Entre fuerzas de seguridad, efectivos sanitarios, voluntarios, rescatistas y familiares de las víctimas que allí se habían presentado, aquello se había convertido en un tumulto de personas sumidas todas en el mismo dolor. Pensar que faltaban muy pocos metros de altura para que el avión hubiese podido tocar tierra; en tiempo, cinco minutos más de vuelo hubieran sido suficientes. Pero el destino, caprichoso y fatal, quiso que, una vez más, Colombia entera llorara
El país andino tardaría muchos años en recuperarse de esta desgracia. ¿Se pudo haber evitado esta tragedia? Ésta es la pregunta que quedó sin respuesta. Sólo quedaba a los colombianos llorar la pena por la muerte de todas estas personas, víctimas de este accidente aéreo; seres que para cada una de sus familias se tornan irremplazables, insustituibles, inolvidables.

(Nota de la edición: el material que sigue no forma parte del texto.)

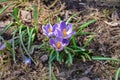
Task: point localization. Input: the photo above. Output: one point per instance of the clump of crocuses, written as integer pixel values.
(59, 34)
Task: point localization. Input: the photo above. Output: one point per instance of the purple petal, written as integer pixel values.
(44, 29)
(58, 33)
(69, 29)
(2, 46)
(65, 42)
(55, 26)
(59, 39)
(52, 41)
(68, 36)
(27, 61)
(60, 48)
(63, 25)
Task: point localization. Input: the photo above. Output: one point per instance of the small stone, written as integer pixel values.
(44, 58)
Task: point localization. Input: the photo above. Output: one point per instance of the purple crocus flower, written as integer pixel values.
(48, 30)
(64, 31)
(2, 46)
(59, 43)
(27, 61)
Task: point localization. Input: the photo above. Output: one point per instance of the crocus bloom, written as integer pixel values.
(48, 30)
(2, 46)
(64, 30)
(27, 61)
(59, 43)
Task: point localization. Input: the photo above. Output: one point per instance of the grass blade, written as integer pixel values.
(117, 76)
(6, 28)
(4, 8)
(35, 15)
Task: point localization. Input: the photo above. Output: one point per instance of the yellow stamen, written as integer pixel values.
(64, 32)
(58, 44)
(50, 30)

Los trabajos para el recuento y recogida de los cadáveres se hacía interminable; horas y más horas en que la desesperación y el desánimo llenaba de angustia a los familiares de los fallecidos, algunos allí presentes, y también a los más optimistas aunque, hasta el momento, no apareciese ningún cadáver identificado como su ser querido.
Los servicios sanitarios estaban en permanente alerta, porque todavía quedaban esperanzas de encontrar a alguien con vida; muy pocas es la verdad, pero al menos quedaban. En algunos casos era casi imposible identificar a los cadáveres; la tarea se tornaba complicadísima. Era un verdadero horror el que estaban viviendo los caleños y rezando todos juntos, le pedían a Dios para que aparecieran sobrevivientes y para que jamás se vuelva a repetir un accidente de semejante naturaleza.

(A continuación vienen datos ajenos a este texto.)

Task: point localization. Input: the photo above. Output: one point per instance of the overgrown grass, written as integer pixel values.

La desgracia había ocurrido a primeras horas de la mañana y, mientras caía la noche, todavía se seguía con las labores de búsqueda de sobrevivientes. Todo el personal de rescate afectado, trabajaba con desmesurado anhelo para hallar a alguien con vida. Aún era posible. Según el recuento, al menos faltaba ubicar a dos personas que, ¿quién sabe?, podían estar vivas.
Unos potentes focos alumbraban todo el entorno del accidente; la labor se hacía muy penosa, casi insostenible, porque la noche dificultaba mucho más aún la tarea. Ya se habían encontrado, entre otros muchos, los cadáveres de Luis Arango y el de su prometida que, juntos y enamorados, partieron a encontrarse con Dios. Aún no había noticias de Rodolfo Martín ‘El Mago’, el célebre diestro mexicano que quiso acompañar a su homólogo Luis Arango hacia Colombia y que se sabía que viajaba en el avión.